Uncertainty around the area of total seagrass coverage in the world makes it much harder to estimate the ocean’s capacity to capture carbon, the paper said.
To conduct the research, authors took an innovative approach and brought together scientists, divers, conservationists, local stakeholders, storytellers — and tiger sharks, the largest marine predator found in tropical seas. Researchers soon found sharks presented advantages over satellites and humans.
“Tiger sharks spend about 72% of their time patrolling seagrass beds, which can be observed by the 360-degree cameras we deployed, for the first time in marine animals, on the sharks,” said Carlos Duarte, study co-author and a researcher at the King Abdullah University of Science and Technology in Saudi Arabia. “Tiger sharks cover about 70 km in one day, can work with us 24/7 – with no complaint yet on record – and are not constrained, as human divers are, to shallow depths.”
The new area mapped spans 66,000 to 92,000 square kilometers, extending the documented seagrass area globally by 34% relative to current estimates. Researchers also collected sediment cores from the sea prairie and concluded that The Bahamas likely holds up to a quarter of the global stock of seagrass-based carbon.
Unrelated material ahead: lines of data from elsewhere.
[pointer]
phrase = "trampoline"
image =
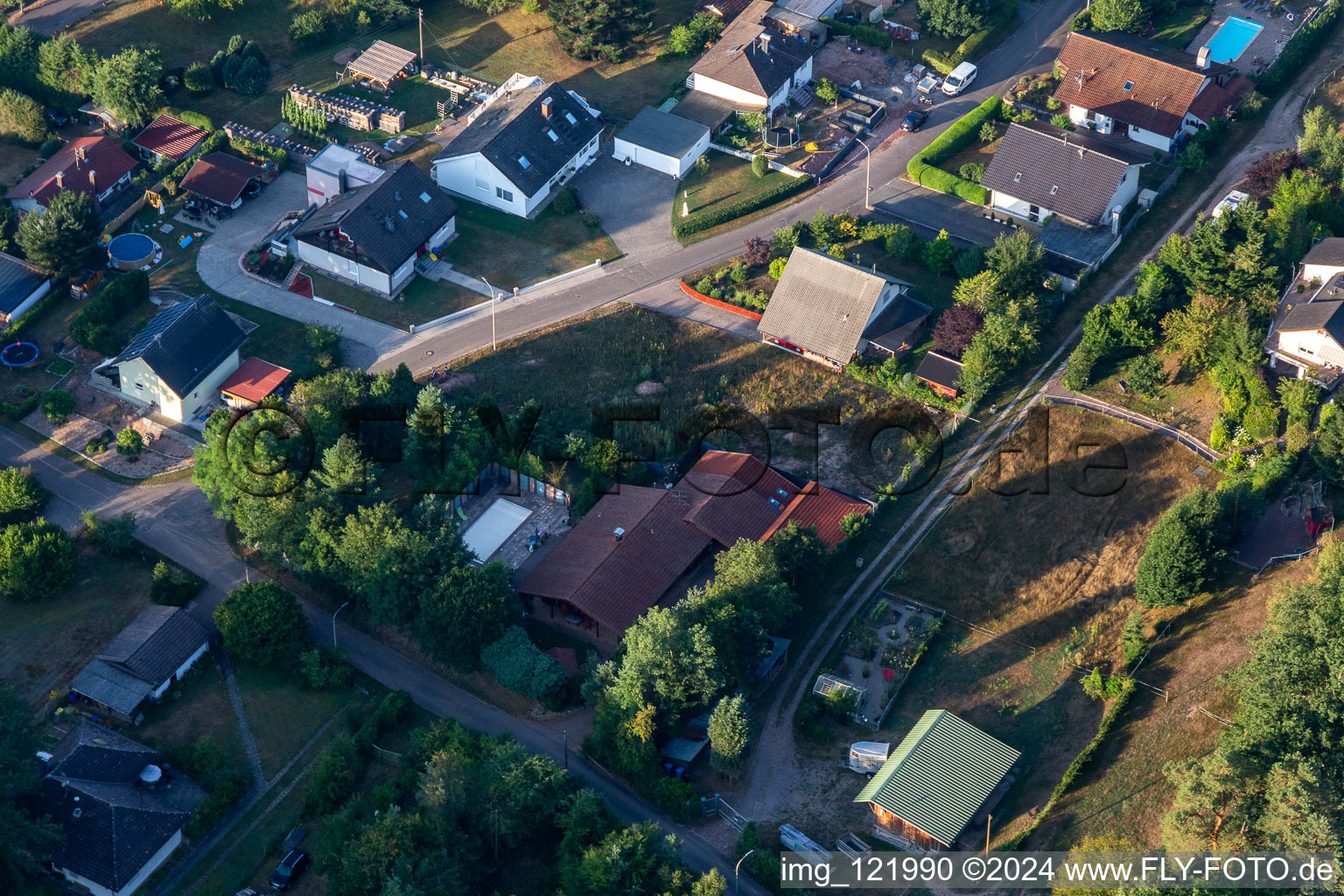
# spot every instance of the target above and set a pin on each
(19, 355)
(132, 251)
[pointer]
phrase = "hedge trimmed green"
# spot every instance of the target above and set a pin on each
(1298, 50)
(724, 214)
(924, 171)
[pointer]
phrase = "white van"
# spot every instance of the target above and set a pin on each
(958, 80)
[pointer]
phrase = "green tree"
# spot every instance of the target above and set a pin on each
(65, 240)
(1181, 550)
(37, 560)
(1118, 15)
(128, 83)
(24, 841)
(950, 18)
(262, 622)
(22, 494)
(598, 29)
(730, 732)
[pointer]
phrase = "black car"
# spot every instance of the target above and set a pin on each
(290, 870)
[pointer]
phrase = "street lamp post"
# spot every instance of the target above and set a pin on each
(737, 881)
(494, 346)
(867, 180)
(333, 622)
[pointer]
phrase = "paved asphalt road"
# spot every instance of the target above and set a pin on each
(1043, 27)
(175, 519)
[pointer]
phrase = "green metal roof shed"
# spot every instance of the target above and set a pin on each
(940, 775)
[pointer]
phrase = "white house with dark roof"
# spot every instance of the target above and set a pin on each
(752, 65)
(523, 141)
(155, 649)
(179, 360)
(373, 235)
(1040, 171)
(118, 810)
(830, 311)
(662, 141)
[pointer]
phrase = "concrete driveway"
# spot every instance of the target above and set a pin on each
(634, 205)
(218, 266)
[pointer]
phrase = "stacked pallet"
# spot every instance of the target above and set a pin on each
(351, 112)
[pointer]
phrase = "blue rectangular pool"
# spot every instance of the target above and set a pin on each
(1233, 38)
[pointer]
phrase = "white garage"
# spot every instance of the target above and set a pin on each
(662, 141)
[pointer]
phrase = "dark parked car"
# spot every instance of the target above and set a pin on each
(914, 120)
(290, 868)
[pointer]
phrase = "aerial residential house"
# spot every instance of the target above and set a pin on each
(180, 359)
(662, 141)
(155, 649)
(94, 165)
(1123, 85)
(940, 782)
(752, 65)
(222, 178)
(22, 286)
(118, 808)
(642, 547)
(371, 236)
(830, 311)
(382, 65)
(1040, 171)
(519, 144)
(338, 170)
(168, 137)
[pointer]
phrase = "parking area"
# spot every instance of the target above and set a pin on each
(609, 188)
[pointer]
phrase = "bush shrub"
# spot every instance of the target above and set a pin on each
(722, 214)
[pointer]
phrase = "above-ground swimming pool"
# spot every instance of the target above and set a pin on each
(1231, 39)
(132, 251)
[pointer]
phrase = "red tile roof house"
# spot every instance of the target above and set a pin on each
(644, 547)
(167, 137)
(1138, 89)
(94, 165)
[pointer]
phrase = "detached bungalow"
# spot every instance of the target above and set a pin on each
(519, 144)
(1040, 171)
(830, 311)
(373, 235)
(153, 650)
(945, 777)
(180, 359)
(94, 165)
(1128, 87)
(167, 137)
(118, 808)
(752, 65)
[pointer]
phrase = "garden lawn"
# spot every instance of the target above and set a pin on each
(45, 644)
(456, 38)
(1054, 575)
(512, 251)
(423, 301)
(729, 180)
(283, 713)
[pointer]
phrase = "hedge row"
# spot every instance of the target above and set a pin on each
(1298, 50)
(872, 35)
(1075, 767)
(724, 214)
(924, 171)
(945, 62)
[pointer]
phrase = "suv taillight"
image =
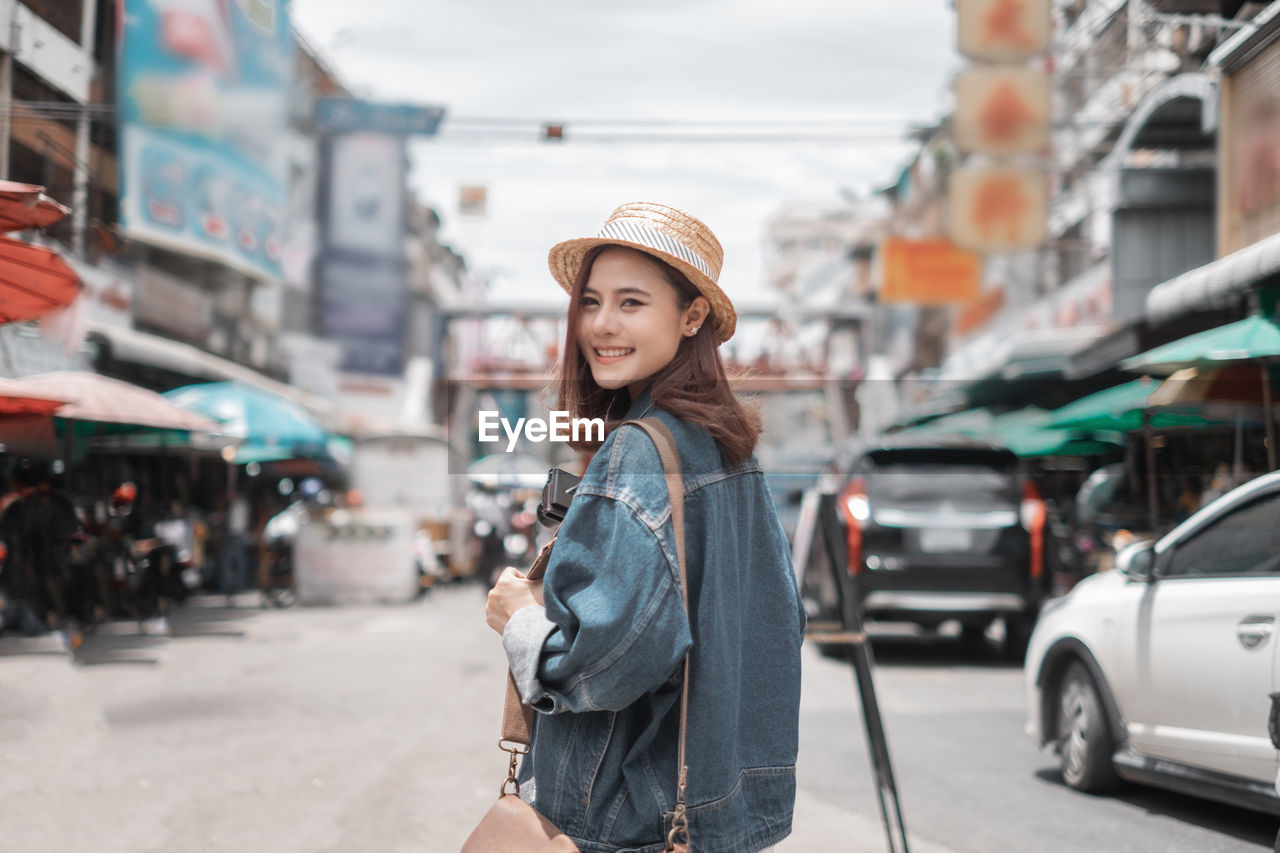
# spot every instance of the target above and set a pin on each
(1033, 516)
(855, 510)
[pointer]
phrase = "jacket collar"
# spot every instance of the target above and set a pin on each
(641, 406)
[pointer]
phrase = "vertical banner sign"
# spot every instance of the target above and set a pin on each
(1002, 30)
(204, 103)
(1001, 110)
(997, 208)
(364, 276)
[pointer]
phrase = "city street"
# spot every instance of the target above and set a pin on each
(374, 729)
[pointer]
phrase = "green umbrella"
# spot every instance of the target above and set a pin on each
(1025, 432)
(1256, 337)
(972, 423)
(1121, 409)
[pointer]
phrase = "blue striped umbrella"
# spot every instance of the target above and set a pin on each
(273, 427)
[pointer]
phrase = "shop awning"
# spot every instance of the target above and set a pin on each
(1214, 282)
(141, 347)
(1256, 337)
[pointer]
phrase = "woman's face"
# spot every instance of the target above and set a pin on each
(629, 323)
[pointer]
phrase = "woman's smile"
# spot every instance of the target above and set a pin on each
(609, 355)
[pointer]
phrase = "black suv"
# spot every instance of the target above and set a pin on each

“The Bahamas may be in the top of rankings on climate vulnerability, but we now have evidence that we top the list of the world’s blue carbon hotspots, too,” The Bahamas Prime Minister Philip Brave Davis said in a statement. “Our seagrasses can play a critical role in generating the resources we need to transition to renewable energy and to adapt and become more resilient to the changing climate.”